Unlocking Stock Market Predictions with LSTM: A Deep Dive into Data-Driven Insights

12 min readSep 21, 2024

An infographic illustrating the intersection of data science, machine learning, and cryptocurrency trends, featuring charts and graphs that highlight market analysis and AI applications.

Every data point tells a story, and I’m here to share mine — how I transformed insights into impactful decisions and navigated the ever-evolving landscape of data science.

Source Code/File/Data : All the related data/code/File used for this article can be found on Github. Click the Link : Forex Market Prediction with RNN and LSTM Mode

In the fast-paced world of finance, data analysis and predictions are key elements for decision making. As more investors and analysts turn to machine learning to predict market movements, the use of tools like LSTMs (Long Short-Term Memory networks) in time series analysis has become popular. Today, This article will guide through an exciting journey of stock market analysis using a combination of technical indicators and an LSTM model to predict the stock price direction.

Let’s dive in.

Step 1: Data Collection and Setup

The first step in any analysis is collecting data. For this project, we’ll download historical stock data from the Russell 1000 Index using Yahoo Finance. This index tracks large-cap companies and provides valuable insights into market movements.

# Import necessary libraries
import numpy as np  
import matplotlib.pyplot as plt  
import pandas as pd  
import yfinance as yf  
import pandas_ta as ta  

# Download financial data
data = yf.download(tickers='^RUI', start='2012-01-01', end='2024-01-20')
# Display the first 10 rows of the data
data.head(10)

Library Imports: The code imports essential libraries for various functionalities:

NumPy: Handles numerical computations and NaN values.

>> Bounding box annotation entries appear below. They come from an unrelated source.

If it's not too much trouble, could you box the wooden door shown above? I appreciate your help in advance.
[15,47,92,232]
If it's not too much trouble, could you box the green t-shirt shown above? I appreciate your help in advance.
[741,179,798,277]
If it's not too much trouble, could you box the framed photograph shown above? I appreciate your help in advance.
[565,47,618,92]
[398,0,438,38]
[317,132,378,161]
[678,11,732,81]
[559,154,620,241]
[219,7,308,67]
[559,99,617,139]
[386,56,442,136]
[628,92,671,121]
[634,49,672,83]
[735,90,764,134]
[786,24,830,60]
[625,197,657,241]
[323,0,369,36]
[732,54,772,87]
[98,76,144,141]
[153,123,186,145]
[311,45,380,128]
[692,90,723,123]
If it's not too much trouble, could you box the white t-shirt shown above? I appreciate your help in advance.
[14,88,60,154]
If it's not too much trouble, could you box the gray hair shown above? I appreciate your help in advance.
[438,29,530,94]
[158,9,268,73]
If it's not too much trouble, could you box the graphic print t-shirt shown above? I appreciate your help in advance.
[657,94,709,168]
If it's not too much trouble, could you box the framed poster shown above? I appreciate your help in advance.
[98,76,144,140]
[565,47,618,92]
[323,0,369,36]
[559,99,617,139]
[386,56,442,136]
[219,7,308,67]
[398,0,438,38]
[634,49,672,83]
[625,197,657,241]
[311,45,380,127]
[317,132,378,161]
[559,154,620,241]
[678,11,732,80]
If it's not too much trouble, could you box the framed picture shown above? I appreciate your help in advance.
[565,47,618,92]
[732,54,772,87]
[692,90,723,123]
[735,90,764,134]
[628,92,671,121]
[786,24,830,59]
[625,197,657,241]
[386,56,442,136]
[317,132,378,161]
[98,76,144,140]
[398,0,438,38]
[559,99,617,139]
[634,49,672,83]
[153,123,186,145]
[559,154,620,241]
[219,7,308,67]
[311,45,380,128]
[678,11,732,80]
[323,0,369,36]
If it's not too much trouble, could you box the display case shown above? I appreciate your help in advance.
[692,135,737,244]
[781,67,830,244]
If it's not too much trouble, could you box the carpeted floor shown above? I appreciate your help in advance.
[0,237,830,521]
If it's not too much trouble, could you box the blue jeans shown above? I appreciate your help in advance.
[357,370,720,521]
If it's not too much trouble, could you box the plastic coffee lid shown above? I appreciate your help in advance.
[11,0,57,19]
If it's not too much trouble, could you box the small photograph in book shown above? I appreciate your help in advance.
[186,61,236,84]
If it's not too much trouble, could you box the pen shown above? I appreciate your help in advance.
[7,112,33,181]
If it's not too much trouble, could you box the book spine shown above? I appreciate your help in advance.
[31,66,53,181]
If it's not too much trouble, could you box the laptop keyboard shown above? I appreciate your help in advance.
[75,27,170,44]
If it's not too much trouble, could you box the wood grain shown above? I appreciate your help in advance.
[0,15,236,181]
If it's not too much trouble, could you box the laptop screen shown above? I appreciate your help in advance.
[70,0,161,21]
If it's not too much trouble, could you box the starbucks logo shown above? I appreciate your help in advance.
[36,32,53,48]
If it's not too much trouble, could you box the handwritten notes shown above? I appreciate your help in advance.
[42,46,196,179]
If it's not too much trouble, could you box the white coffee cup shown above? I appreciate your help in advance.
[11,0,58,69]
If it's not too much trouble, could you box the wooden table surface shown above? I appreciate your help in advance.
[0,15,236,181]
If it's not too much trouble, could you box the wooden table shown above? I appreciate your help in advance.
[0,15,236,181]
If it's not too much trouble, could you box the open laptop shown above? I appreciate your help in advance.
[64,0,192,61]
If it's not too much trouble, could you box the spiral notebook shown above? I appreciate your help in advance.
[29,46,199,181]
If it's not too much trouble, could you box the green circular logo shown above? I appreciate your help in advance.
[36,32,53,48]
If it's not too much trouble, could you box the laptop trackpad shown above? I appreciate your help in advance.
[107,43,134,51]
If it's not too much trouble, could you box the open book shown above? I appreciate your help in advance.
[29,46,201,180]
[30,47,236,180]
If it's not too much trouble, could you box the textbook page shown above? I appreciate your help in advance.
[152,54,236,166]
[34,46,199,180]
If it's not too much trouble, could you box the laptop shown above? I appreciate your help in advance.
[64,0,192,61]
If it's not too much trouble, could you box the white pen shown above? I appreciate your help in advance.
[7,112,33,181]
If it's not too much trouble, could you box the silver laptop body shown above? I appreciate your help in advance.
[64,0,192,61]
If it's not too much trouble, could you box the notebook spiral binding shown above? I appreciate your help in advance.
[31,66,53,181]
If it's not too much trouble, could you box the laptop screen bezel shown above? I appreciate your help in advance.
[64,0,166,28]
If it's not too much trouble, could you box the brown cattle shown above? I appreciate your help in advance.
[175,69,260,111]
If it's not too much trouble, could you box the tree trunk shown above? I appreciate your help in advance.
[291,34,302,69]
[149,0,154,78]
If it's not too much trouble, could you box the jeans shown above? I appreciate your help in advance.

Matplotlib: Provides tools for visualizing data.

Pandas: Facilitates data manipulation with DataFrames.

yfinance: Allows for easy access to historical financial data from Yahoo Finance.

pandas_ta: Adds capabilities for technical analysis on the financial data.

Data Retrieval: The code downloads historical stock data for the Russell 1000 Index over a specified date range (from March 11, 2012, to Sept 20, 2024).

Data Preview: The data.head(10) command displays the first ten rows of the downloaded dataset, which is useful for quickly inspecting the data structure and contents.

Here, we pull data for the Russell 1000 Index from 2012 to 2024, forming the foundation of our analysis. The yfinance library fetches stock data, while pandas and matplotlib handle data manipulation and visualization.

Step 2: Adding Technical Indicators

Technical indicators like the Relative Strength Index (RSI) and Exponential Moving Averages (EMAs) provide crucial insights into market conditions.

# Adding technical indicators to the dataset
data['RSI'] = ta.rsi(data.Close, length=15)  # Calculate the Relative Strength Index (RSI) over 15 periods
data['EMAF'] = ta.ema(data.Close, length=20)  # Calculate the Exponential Moving Average (EMA) for 20 periods
data['EMAM'] = ta.ema(data.Close, length=100)  # Calculate the EMA for 100 periods
data['EMAS'] = ta.ema(data.Close, length=150)  # Calculate the EMA for 150 periods

# Create a target variable based on the difference between adjusted close and open prices
data['Target'] = data['Adj Close'] - data.Open  # Calculate the difference
data['Target'] = data['Target'].shift(-1)  # Shift the target variable to align with the next day's data

# Classify the target variable into binary classes (1 or 0) based on whether the target is positive
data['TargetClass'] = [1 if data.Target[i] > 0 else 0 for i in range(len(data))]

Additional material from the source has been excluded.